I politici di destra e i rappresentanti dell’economia parlano ora di rilanciare l’energia nucleare e di costruire nuove centrali. Sarebbe una buona idea?
Qualche giorno fa il direttore della centrale nucleare di Gösgen, un dirigente di Alpiq, ha spiegato lui stesso la riluttanza dei produttori di energia elettrica a investire oggi in una nuova centrale nucleare. Di fronte al rischio di un blackout, abbiamo bisogno di elettricità ora, non tra 30 anni, e il costo di un chilowattora da energia nucleare sta salendo alle stelle. Certo, un giorno potrebbe esserci la fusione nucleare, ma non siamo ancora a quel punto, non possiamo certo farvi affidamento. I politici di destra pensano che il nucleare sia una formula magica. Per certi ambienti a Berna pare quasi automatico pensarci come se fosse una mera questione tecnica. Del resto sappiamo bene che sui banchi federali siedono non poche persone elette per la loro visione tecnocratica di questa fase di transizione energetica.

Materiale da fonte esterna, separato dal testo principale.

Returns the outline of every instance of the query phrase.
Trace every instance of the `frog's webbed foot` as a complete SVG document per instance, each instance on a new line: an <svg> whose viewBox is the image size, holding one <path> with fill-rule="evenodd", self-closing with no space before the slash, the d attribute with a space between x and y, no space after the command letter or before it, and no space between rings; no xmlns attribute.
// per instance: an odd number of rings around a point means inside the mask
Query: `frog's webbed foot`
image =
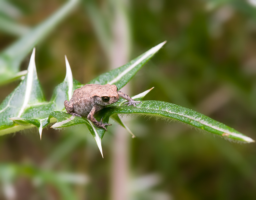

Secondo lei la paura di un blackout elettrico può servire da acceleratore per la transizione energetica, che è ancora così lenta?
Le risponderò facendo riferimento alla crisi del Covid-19. Quanti morti abbiamo dovuto contare durante la crisi? Eppure abbiamo abbandonato le maschere e abbiamo ricominciato ad abbracciarci e baciarci. Un vero movimento di sensibilizzazione può partire solo dal basso, come nell’isola danese di Samsø, che è diventata un modello mondiale di energia rinnovabile, anche grazie al coinvolgimento della popolazione.

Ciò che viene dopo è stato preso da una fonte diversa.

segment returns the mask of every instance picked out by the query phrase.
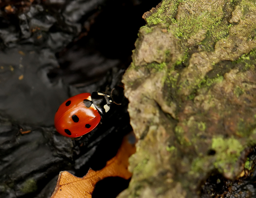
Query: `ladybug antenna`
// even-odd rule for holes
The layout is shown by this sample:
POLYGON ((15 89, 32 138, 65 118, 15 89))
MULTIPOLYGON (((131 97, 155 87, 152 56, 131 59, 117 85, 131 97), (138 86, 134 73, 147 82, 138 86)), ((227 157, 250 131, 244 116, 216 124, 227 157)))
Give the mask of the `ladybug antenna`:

Mi chiedo se la Svizzera abbia perso questa opportunità. Ci sono stati movimenti giovanili per il clima (Sciopero per il clima, Extinction Rebellion), che hanno molti più alleati che nemici. Ma se questi giovani, che scendono in strada e protestano, sono forti collettivamente, sono invece fragili individualmente, e tanto più da soli davanti a un giudice, come capita che finiscano certe manifestazioni. Se li separiamo, è finita. Ma abbiamo bisogno di movimenti dalla strada. Noi adulti abbiamo troppo da perdere, e naturalmente non siamo portati a correre il rischio di finire in prigione.
In filigrana, dietro la questione della scarsità di energia c’è anche la questione della sobrietà.
Abbiamo vissuto a lungo al di sopra delle nostre possibilità e ora ci troviamo davanti segnali seri di cambiamento radicale. Non è solo una questione di energia, ma anche di sicurezza alimentare, poiché l’Ucraina, che è in guerra, è stata a lungo uno dei granai del mondo. Non stiamo parlando di caviale, ma di grano. Ma restando strettamente al solo tema energetico, si pensi, ad esempio, al modo in cui il problema si sta presentando nel Regno Unito, dove le bollette stanno aumentando a ritmi allarmanti.
Dobbiamo parlare di resilienza e sobrietà, certo, ma dobbiamo anche parlare di decrescita. Io formo economisti, e una delle uniche volte che sentono parlare di decrescita è probabilmente nel mio corso. Dobbiamo parlare di modelli di economia circolare, di cooperative… Non siamo assolutamente ancora pronti, come forma mentale, per affrontare quello che ci accadrà. Dobbiamo cominciare subito a chinarci sulle condizioni che ci permetteranno di essere più resilienti. Questa è la prossima grande questione, e i governi e le aziende non l’hanno ancora capito.